Over at the Plum Line, Jonathan Bernstein takes the media to task for spending so much time focusing on Michele Bachmann’s embarrassing slip-up on Monday, in which she confused American icon and Iowa native John Wayne with serial-killing clown and Iowa native John Wayne Gacy. He’s also irked that ABC’s George Stephanopolous wasted precious time grilling Bachmann about her assertion that the Founding Fathers worked to end slavery:
So what counts as a “gaffe” in the eyes of the press corps?
We’re getting an excellent lesson in it this week, with the formal rollout of the Michele Bachmann presidential candidacy. Bachmann is taking heat for what seems to me to be a relatively minor mistake in Americana and for a misstatement of early American history.
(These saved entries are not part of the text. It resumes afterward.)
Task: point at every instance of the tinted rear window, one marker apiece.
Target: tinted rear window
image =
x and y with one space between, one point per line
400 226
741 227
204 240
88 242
You know what’s not getting nearly the same treatment? Bachmann has been going around for some time now, including on her Sunday TV appearances, spouting absolute nonsense about the debt ceiling. She’s claiming that somehow it would be no big deal if the limit wasn’t raised.
That’s a fair point (and, ahem, here’s our coverage of the debt ceiling fight). But I’d expand that much, much further to cover a whole range of other issues that inevitably get buried once the campaign kicks into gear. The relevant point, after all, really isn’t that Bachmann says crazy things; it’s that she believes those things, and that those ideas are a fundamental part of her political ideology. For instance, as Bachmann noted in her kickoff speech, she launched her political career by opposing Minnesota’s state curriculum standards. What was the nature of her opposition? She and her allies argued that the standards were part of a United Nations plot to acclimate children to a pantheistic, pro-abortion, Soviet-style, one-world state—and George H.W. Bush was in on it! Given the current heated debate over education reform, that seems like a pretty ripe topic to bring up in an interview. Certainly more so than the debate over slavery, which has been dormant for a while.
Bachmann’s detractors, particularly in Minnesota, tend to believe that her rise has been aided by the failure of mainstream news organizations to look critically at her political views and associations. Her supporters, meanwhile, suggest that she’s a victim of the sloppy tendency to focus on trivial verbal slip-ups rather than substantive issues. Two weeks into her presidential campaign, at least one thing is clear: They’re both right.